Helen felt as if a crack were forming along her spine. “Why are you asking me this now?” she said quietly.
“Because I want to know. Because I was thinking about it. They wouldn’t let me see her when she was born, so the only way I knew her was through my belly. Shouldn’t a mother get to see her baby?”
“I think you know it isn’t a good idea to talk about this.”
“Why isn’t it?” Ella said. Helen could hear Ella’s ragged breathing.
“It’s the past, honey. All we have is our present. Our futures.”
“Well, I’m doing some wondering in my present. Why did you make me give her up? Why didn’t you take her? Don’t you regret that?”
Helen pressed the cell against her ear. She didn’t know what she was supposed to say. She had always thought that when Ella was married and giving birth she would be there, holding her hand, and then holding her grandchild.

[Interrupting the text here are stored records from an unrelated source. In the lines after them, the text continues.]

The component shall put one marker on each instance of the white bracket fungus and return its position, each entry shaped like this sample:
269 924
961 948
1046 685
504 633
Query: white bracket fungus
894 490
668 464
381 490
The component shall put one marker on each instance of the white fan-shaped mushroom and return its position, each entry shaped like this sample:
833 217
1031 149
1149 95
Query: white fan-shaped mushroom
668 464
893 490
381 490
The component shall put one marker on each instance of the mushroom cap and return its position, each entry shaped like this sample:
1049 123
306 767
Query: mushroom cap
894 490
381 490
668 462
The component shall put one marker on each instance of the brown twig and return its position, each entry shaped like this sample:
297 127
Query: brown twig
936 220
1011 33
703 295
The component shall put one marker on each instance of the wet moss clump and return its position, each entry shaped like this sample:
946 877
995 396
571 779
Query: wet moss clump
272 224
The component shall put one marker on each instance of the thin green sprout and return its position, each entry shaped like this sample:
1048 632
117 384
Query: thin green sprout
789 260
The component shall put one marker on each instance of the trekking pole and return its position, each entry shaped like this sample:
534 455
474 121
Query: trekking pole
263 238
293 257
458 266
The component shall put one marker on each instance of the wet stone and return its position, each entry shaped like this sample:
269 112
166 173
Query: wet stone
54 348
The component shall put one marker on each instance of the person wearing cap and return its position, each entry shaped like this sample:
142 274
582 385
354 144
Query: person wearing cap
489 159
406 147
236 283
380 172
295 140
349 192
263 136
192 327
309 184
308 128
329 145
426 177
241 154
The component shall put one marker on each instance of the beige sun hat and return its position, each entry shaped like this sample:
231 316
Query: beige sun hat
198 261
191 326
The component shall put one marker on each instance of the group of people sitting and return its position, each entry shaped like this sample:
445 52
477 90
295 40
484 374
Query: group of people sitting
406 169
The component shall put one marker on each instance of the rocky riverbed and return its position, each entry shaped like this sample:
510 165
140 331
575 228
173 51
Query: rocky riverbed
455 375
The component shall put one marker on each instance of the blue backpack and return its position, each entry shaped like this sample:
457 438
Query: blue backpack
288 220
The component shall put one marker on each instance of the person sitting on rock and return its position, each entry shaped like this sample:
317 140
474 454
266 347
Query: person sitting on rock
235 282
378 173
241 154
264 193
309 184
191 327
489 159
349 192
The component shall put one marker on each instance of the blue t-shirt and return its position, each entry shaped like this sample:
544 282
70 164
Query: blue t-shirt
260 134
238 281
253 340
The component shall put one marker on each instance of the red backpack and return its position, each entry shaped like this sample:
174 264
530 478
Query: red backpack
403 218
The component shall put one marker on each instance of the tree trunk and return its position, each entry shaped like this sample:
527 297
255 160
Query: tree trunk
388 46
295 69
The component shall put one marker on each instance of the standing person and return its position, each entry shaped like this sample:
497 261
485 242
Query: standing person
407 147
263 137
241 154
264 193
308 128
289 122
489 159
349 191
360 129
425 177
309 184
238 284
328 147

But those dreams had been crushed, along with her daughter’s. She had never seen the baby, let alone held it, which was a good thing, because if she had, she would never have let that child go and that would have been a mess that neither she nor Ella would have been able to handle.
“Why can’t you tell me the truth?” Ella said. “Why can’t you just say you didn’t want to? That it wasn’t that you couldn’t, it wasn’t because of time or money, the way you said. Was it because it was Jude’s baby?”
“You were going to be imprisoned for twenty-five years! What happened that you’re asking me this now?” Helen said. “I didn’t have the resources to be a single mother. Not again. And I wanted something better for you.”
“Better.” Ella snorted.
“And you got it. You have a new life now and you should be happy living it.” Helen swallowed. “Are you looking for someone to blame?”
As soon as she said it, she felt ashamed, because if anyone was pointing fingers at anyone, it was Helen, blaming herself.
“Fine,” Ella said. “I made a mistake calling you.”
“Wait—” Helen said, but Ella hung up.